02:42 PM EDT, 09/24/2025 (MT Newswires) -- West Texas Intermediate (WTI) crude oil rose for a second day on Wednesday, buoyed by a drop in U.S. inventories last week and supply shortfalls.
(WTI) crude oil for November delivery closed up US$1.58 to settle at US$64.99 per barrel, the highest since Sept.2, while November Brent oil was last seen up $1.58 to US$69.21.
The rise comes as a report showed U.S. oil inventories fell last week, with the Energy Information Administration reported U.S. commercial crude oil inventories fell by 0.6-million barrels last week, while the consensus estimate among analysts polled by Reuters expected a rise of 235,000 barrels. The drop shows demand remains solid even as OPEC+ completed the return of 2.2-million barrels per day of production to market on Sept.1.
Still, Ukraine attacks on Russian refineries and oil infrastructure are cutting into supply from the No.2 exporter, while a dispute between Iraq and its Kurdistan region is keeping production from there limited, even as Chinese buying continues to support pricing.
"Year-to-date, global oil inventories have risen near 187mmbbls with Chinese crude stocks accounting for 105mmbbls as the nation looks to enhance energy security, blunting the impact to OECD inventories," Tudor, Pickering, Holt analyst Matt Portillo noted.
An influx of money into the market is also supporting prices as investors continue to chase risk outside of equity markets that are trading at record highs.

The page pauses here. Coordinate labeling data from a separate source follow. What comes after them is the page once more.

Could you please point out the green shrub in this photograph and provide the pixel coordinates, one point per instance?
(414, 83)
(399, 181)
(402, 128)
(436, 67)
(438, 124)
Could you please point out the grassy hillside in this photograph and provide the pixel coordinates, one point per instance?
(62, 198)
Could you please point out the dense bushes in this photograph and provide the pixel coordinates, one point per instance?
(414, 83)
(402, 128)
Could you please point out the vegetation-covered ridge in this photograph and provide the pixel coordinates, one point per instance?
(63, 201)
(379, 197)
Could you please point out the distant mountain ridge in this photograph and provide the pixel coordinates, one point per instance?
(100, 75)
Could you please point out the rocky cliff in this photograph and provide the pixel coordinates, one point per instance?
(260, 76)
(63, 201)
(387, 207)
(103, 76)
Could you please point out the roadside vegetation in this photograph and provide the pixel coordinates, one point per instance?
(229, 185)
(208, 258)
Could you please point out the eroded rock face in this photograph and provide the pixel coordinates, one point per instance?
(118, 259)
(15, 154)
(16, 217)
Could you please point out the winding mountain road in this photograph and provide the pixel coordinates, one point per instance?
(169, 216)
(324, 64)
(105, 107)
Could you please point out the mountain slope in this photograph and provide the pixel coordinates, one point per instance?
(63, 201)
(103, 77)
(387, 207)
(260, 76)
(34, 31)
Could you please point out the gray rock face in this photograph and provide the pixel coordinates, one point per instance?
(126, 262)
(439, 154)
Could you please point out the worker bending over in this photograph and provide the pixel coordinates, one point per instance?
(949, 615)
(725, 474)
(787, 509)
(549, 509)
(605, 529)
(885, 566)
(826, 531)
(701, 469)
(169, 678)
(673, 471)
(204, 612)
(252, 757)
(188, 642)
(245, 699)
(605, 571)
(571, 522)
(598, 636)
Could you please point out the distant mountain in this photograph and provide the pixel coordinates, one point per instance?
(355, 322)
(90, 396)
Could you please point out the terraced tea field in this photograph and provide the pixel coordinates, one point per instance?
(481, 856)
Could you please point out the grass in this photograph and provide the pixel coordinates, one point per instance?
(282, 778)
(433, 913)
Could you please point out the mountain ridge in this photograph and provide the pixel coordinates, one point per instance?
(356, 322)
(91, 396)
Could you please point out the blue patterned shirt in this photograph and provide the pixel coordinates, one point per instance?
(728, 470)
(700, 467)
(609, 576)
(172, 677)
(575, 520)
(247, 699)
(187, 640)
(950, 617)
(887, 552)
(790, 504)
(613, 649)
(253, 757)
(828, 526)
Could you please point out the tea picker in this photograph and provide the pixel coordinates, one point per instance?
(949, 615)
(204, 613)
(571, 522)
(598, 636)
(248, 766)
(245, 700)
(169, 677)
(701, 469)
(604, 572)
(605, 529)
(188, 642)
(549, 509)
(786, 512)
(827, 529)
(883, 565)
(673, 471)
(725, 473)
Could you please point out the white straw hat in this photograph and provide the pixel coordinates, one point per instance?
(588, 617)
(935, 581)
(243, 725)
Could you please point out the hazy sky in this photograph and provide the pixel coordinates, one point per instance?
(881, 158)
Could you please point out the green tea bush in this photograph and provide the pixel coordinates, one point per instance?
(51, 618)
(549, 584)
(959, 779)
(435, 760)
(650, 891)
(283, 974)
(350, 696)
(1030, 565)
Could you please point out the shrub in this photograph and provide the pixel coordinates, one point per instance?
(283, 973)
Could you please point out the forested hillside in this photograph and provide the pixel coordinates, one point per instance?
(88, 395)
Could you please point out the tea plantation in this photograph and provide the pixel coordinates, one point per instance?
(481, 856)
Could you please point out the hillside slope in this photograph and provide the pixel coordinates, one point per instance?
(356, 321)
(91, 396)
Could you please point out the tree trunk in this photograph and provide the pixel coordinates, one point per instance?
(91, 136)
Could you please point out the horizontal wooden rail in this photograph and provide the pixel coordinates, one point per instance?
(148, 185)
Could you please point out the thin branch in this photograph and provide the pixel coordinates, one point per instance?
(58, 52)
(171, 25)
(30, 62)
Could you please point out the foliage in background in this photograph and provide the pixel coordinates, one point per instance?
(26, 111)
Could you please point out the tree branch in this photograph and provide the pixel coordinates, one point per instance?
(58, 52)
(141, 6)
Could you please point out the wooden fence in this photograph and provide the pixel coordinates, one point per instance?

"It is noteworthy that inflows of capital into the oil market have been rising. The latest data, covering the week ending September 16, show that just over $30 billion has been committed by financial investors to the five major oil futures and options contracts, calculated by multiplying each contract's NSL by its end-of-period price. This marks an $8 billion increase in four weeks and nearly triple the year's low of $11 billion at the end of April," PVM Oil Associates noted.